- Flag
- Friedens Location within the U.S. state of Pennsylvania Friedens Friedens (the United States)
- Coordinates: 40°3′4″N 78°59′44″W﻿ / ﻿40.05111°N 78.99556°W
- Country: United States
- State: Pennsylvania
- County: Somerset

Area
- • Total: 3.15 sq mi (8.15 km^{2})
- • Land: 3.15 sq mi (8.15 km^{2})
- • Water: 0 sq mi (0.00 km^{2})

Population (2020)
- • Total: 1,504
- • Density: 478.2/sq mi (184.63/km^{2})
- Time zone: UTC-5 (Eastern (EST))
- • Summer (DST): UTC-4 (EDT)
- ZIP code: 15541
- Area code: 814
- FIPS code: 42-27928

= Friedens, Pennsylvania =

Unincorporated community in Pennsylvania, US

Friedens is a census-designated place (CDP) that is part of Somerset Township, Somerset County, Pennsylvania, United States. The population was 1,523 at the 2010 census. It is part of the Johnstown, Pennsylvania Metropolitan Statistical Area.

==Location==

Friedens is located west of Indian Lake and Shanksville and east of Somerset and has access to US 219.

===Sites===
Friedens is within driving distance of the following attractions:
- Flight 93 National Memorial, approximately eight miles away
- Shawnee State Park (driving towards Bedford)
- Laurel Mountain State Park (on the west side of Somerset, Pennsylvania)
- Somerset County Airport
- the town of Somerset, Pennsylvania and its unique shops and restaurants

==Geography==
Friedens is located at (40.051182, -78.995474). According to the United States Census Bureau, the CDP has a total area of 3.1 sqmi, all land.

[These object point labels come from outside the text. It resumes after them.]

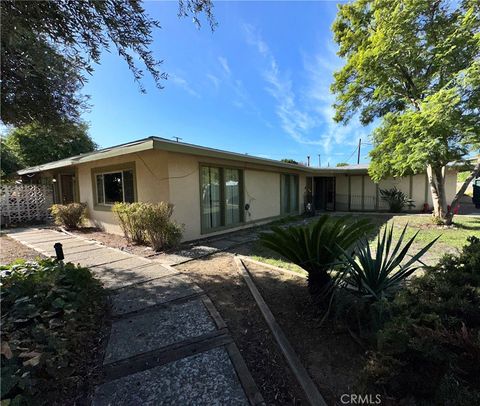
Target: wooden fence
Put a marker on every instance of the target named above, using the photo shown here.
(25, 203)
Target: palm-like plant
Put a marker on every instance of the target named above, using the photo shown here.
(317, 247)
(380, 276)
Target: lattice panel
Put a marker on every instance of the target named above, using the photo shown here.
(25, 203)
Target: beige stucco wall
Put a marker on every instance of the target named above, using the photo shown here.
(174, 177)
(151, 170)
(261, 191)
(415, 187)
(261, 188)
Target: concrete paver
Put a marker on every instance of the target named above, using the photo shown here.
(150, 293)
(204, 379)
(156, 311)
(113, 278)
(152, 330)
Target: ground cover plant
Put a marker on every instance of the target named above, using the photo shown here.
(428, 352)
(51, 319)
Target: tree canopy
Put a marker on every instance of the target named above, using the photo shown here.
(412, 66)
(36, 144)
(49, 47)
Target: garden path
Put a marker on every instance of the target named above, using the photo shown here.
(167, 344)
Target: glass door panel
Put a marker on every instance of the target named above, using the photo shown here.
(211, 197)
(232, 196)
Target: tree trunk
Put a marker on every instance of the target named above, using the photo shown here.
(436, 179)
(475, 172)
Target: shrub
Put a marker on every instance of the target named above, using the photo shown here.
(51, 319)
(316, 247)
(160, 231)
(430, 348)
(70, 215)
(130, 217)
(396, 199)
(149, 222)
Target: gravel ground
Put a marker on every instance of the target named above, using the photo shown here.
(218, 277)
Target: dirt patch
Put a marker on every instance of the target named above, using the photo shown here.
(217, 275)
(333, 359)
(331, 356)
(10, 250)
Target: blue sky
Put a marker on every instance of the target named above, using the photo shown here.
(258, 84)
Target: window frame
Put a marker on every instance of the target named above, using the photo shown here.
(105, 170)
(241, 188)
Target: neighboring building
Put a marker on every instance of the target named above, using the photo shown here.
(214, 191)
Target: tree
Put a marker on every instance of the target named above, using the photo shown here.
(414, 66)
(36, 144)
(8, 160)
(48, 47)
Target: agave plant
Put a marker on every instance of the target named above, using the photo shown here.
(379, 276)
(317, 247)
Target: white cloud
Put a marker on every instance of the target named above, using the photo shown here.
(183, 83)
(293, 121)
(224, 64)
(306, 110)
(214, 79)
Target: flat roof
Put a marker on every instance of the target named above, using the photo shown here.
(182, 147)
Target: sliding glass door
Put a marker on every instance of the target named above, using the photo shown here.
(221, 194)
(289, 194)
(211, 203)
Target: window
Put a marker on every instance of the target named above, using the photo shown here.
(289, 194)
(115, 187)
(221, 197)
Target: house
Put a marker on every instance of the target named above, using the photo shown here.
(214, 191)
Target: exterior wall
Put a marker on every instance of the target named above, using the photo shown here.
(151, 173)
(261, 190)
(416, 187)
(175, 177)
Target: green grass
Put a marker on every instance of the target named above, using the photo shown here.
(451, 238)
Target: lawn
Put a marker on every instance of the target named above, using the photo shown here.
(450, 241)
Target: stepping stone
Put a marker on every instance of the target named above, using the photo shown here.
(68, 246)
(117, 278)
(150, 293)
(222, 244)
(44, 238)
(99, 257)
(152, 330)
(208, 378)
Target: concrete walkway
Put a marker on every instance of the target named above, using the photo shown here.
(168, 345)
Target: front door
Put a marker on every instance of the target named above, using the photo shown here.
(67, 187)
(324, 195)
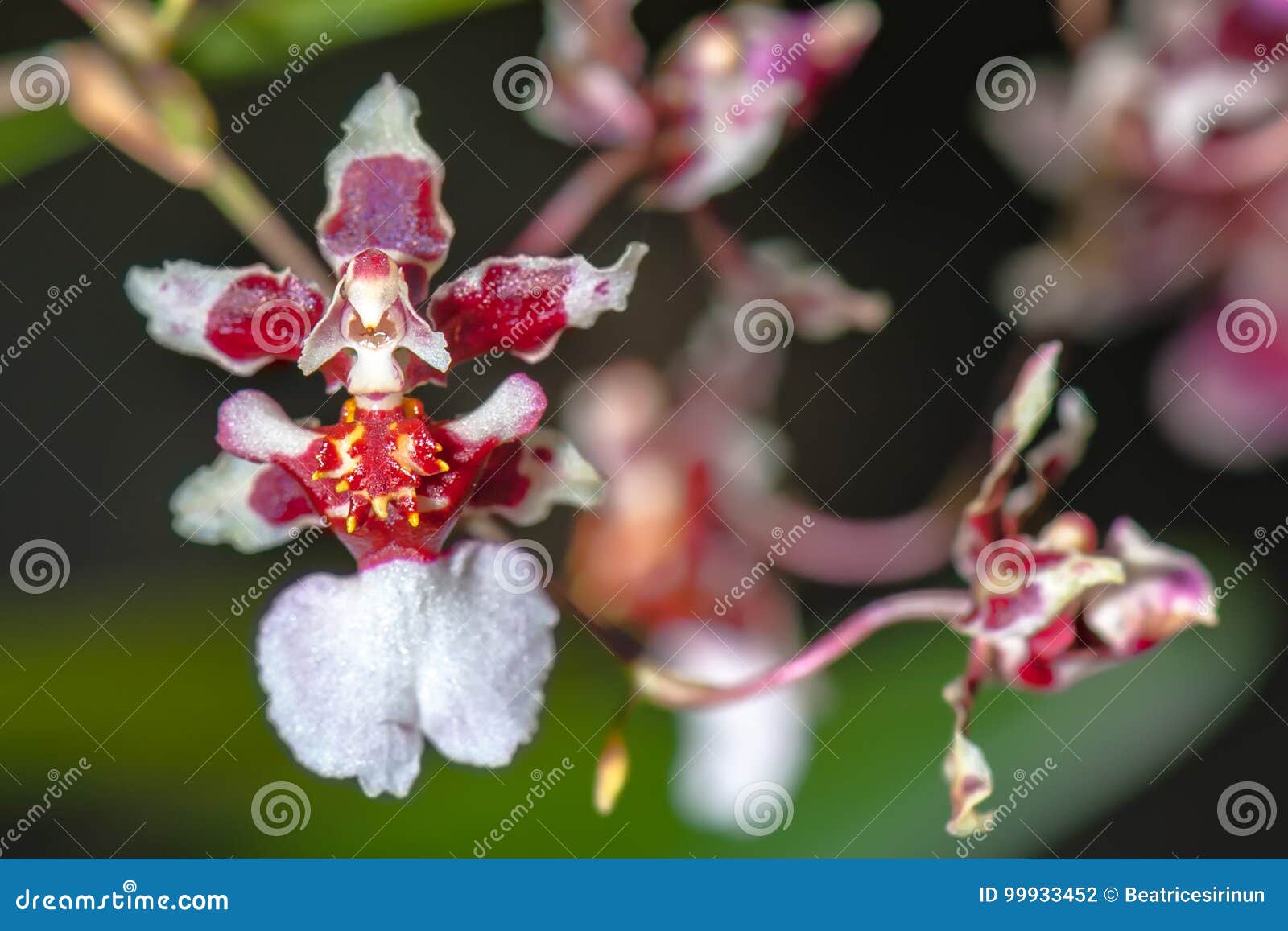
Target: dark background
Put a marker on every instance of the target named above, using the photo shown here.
(906, 160)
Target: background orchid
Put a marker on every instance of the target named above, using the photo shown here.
(1163, 143)
(259, 688)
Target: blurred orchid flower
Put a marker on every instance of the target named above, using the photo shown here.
(682, 553)
(705, 119)
(1041, 612)
(1165, 146)
(423, 643)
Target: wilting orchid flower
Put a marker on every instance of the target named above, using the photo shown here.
(682, 554)
(1165, 146)
(708, 117)
(423, 643)
(1042, 611)
(1053, 608)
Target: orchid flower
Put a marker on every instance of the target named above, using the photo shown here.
(679, 554)
(708, 116)
(425, 641)
(1041, 612)
(1165, 146)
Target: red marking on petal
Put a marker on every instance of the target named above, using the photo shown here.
(388, 203)
(509, 308)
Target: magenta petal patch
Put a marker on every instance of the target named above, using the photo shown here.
(521, 306)
(240, 319)
(383, 188)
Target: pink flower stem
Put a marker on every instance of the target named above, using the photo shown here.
(931, 604)
(590, 187)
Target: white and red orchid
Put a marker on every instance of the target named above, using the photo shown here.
(704, 120)
(424, 641)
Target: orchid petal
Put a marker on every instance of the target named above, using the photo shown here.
(246, 505)
(240, 319)
(521, 306)
(384, 187)
(361, 669)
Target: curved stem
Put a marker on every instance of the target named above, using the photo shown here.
(580, 197)
(931, 604)
(246, 209)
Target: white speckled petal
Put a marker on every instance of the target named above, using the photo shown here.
(225, 502)
(360, 669)
(513, 411)
(254, 426)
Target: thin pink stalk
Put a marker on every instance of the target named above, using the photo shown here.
(590, 187)
(931, 604)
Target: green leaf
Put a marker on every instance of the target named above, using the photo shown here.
(32, 139)
(262, 36)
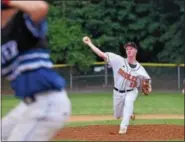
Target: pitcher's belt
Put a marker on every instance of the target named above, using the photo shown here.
(123, 91)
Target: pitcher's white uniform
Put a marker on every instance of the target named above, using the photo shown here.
(126, 82)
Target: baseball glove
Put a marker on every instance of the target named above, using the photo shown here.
(145, 86)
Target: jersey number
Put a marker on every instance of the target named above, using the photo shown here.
(9, 51)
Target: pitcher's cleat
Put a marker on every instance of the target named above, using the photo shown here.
(133, 117)
(123, 131)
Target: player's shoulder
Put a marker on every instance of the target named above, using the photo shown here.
(111, 54)
(140, 66)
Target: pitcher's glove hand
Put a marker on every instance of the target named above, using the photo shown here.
(146, 88)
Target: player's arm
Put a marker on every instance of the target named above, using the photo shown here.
(95, 49)
(37, 10)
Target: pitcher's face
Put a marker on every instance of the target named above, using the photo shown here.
(131, 51)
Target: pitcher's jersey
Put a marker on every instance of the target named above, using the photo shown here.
(25, 58)
(125, 77)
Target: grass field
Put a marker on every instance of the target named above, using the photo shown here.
(101, 104)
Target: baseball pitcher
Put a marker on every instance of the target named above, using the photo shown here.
(26, 63)
(128, 75)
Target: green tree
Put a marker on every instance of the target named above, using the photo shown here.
(65, 39)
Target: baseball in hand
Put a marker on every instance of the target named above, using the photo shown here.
(86, 40)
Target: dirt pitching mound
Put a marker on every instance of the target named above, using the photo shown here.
(134, 133)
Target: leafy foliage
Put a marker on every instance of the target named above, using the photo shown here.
(155, 25)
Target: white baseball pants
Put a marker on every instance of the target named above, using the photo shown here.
(38, 121)
(123, 104)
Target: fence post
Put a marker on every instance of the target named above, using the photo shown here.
(106, 72)
(71, 77)
(178, 76)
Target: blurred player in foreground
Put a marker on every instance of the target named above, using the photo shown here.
(128, 76)
(44, 105)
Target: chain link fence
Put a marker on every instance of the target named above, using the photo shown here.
(100, 76)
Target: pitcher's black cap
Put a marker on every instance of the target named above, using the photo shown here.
(130, 44)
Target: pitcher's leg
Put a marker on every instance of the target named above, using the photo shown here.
(128, 110)
(11, 119)
(118, 103)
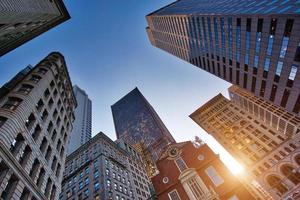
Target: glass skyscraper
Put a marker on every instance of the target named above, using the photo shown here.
(82, 128)
(254, 44)
(139, 125)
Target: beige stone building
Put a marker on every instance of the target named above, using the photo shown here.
(36, 116)
(261, 136)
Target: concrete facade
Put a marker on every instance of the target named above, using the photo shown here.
(103, 169)
(138, 124)
(262, 137)
(192, 171)
(36, 116)
(21, 21)
(253, 44)
(82, 126)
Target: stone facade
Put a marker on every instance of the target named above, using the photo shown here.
(103, 169)
(192, 171)
(82, 126)
(253, 44)
(21, 21)
(36, 116)
(139, 125)
(261, 136)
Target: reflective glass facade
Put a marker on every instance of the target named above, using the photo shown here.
(238, 41)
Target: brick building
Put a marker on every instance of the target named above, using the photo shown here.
(36, 116)
(21, 21)
(253, 44)
(262, 137)
(192, 171)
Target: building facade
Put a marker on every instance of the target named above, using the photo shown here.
(138, 124)
(36, 116)
(82, 127)
(253, 44)
(192, 171)
(262, 137)
(21, 21)
(102, 169)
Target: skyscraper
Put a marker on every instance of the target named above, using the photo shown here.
(253, 44)
(192, 171)
(261, 136)
(82, 127)
(36, 116)
(137, 123)
(21, 21)
(104, 169)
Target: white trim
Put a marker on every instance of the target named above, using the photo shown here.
(178, 197)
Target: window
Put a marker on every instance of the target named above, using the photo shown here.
(96, 174)
(12, 103)
(25, 89)
(293, 72)
(297, 54)
(86, 193)
(80, 185)
(42, 71)
(174, 195)
(214, 176)
(2, 120)
(180, 164)
(46, 93)
(35, 78)
(108, 183)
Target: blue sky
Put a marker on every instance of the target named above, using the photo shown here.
(108, 54)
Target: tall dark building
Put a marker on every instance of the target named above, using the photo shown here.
(21, 21)
(254, 44)
(139, 125)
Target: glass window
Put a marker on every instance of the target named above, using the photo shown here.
(214, 176)
(234, 197)
(96, 186)
(25, 89)
(267, 64)
(80, 185)
(12, 103)
(285, 42)
(270, 45)
(180, 164)
(293, 72)
(96, 174)
(174, 195)
(279, 68)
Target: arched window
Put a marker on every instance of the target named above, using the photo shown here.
(276, 183)
(291, 173)
(17, 144)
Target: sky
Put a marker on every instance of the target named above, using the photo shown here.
(108, 54)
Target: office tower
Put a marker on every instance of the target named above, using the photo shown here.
(103, 169)
(192, 171)
(82, 126)
(261, 136)
(21, 21)
(253, 44)
(36, 116)
(137, 123)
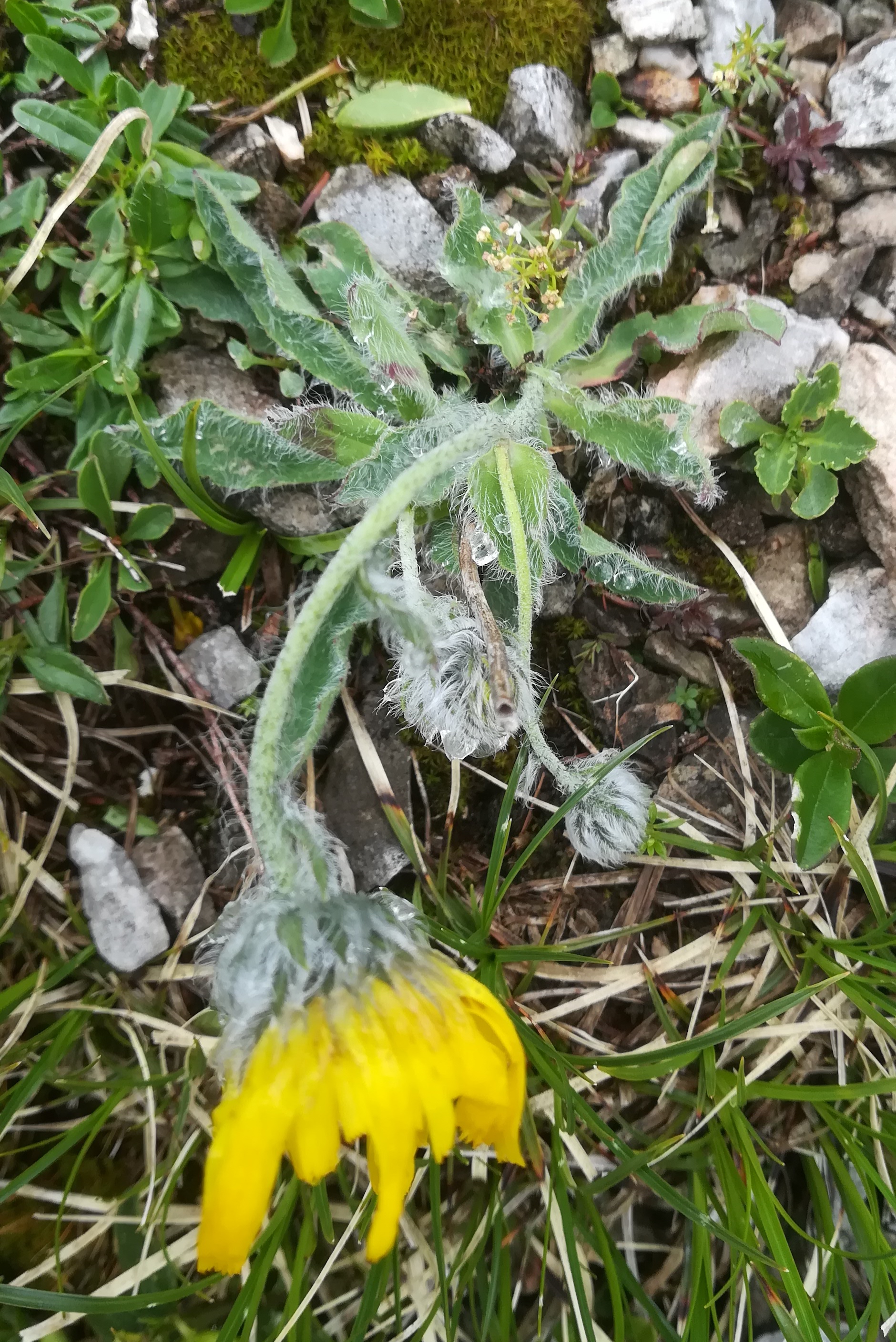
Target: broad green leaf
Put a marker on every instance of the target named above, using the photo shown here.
(278, 303)
(50, 372)
(60, 671)
(773, 740)
(213, 295)
(148, 213)
(149, 524)
(867, 702)
(864, 775)
(61, 129)
(581, 549)
(490, 313)
(676, 332)
(63, 62)
(377, 326)
(10, 493)
(235, 453)
(93, 493)
(812, 396)
(741, 426)
(278, 45)
(23, 206)
(776, 459)
(839, 442)
(784, 682)
(34, 332)
(94, 600)
(648, 435)
(613, 266)
(131, 333)
(823, 791)
(392, 105)
(817, 494)
(531, 478)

Like most of the Somerset County area, Friedens contains and is surrounded mostly by farmland, including many family-operated farms.

==Demographics==

As of the census of 2000, there were 1,673 people, 636 households, and 485 families residing in the CDP. The population density was 533.1 PD/sqmi. There were 682 housing units at an average density of 217.3 /sqmi. The racial makeup of the CDP was 99.34% White, 0.06% African American, 0.12% Native American, 0.18% Asian, 0.06% from other races, and 0.24% from two or more races. Hispanic or Latino of any race were 0.18% of the population.

There were 636 households, out of which 37.3% had children under the age of 18 living with them, 64.9% were married couples living together, 6.6% had a female householder with no husband present, and 23.6% were non-families. 20.6% of all households were made up of individuals, and 9.9% had someone living alone who was 65 years of age or older. The average household size was 2.61 and the average family size was 3.00.

In the CDP, the population was spread out, with 27.0% under the age of 18, 7.8% from 18 to 24, 30.5% from 25 to 44, 21.4% from 45 to 64, and 13.3% who were 65 years of age or older. The median age was 35 years. For every 100 females, there were 99.2 males. For every 100 females age 18 and over, there were 92.9 males.

The median income for a household in the CDP was $36,117, and the median income for a family was $37,232. Males had a median income of $26,576 versus $20,288 for females. The per capita income for the CDP was $16,571. About 8.2% of families and 8.3% of the population were below the poverty line, including 5.8% of those under age 18 and 12.3% of those age 65 or over.

Historical population
| Census | Pop. | Note | %± |
| 2020 | 1,504 |  | — |
U.S. Decennial Census

==Education==
It is in the Somerset Area School District.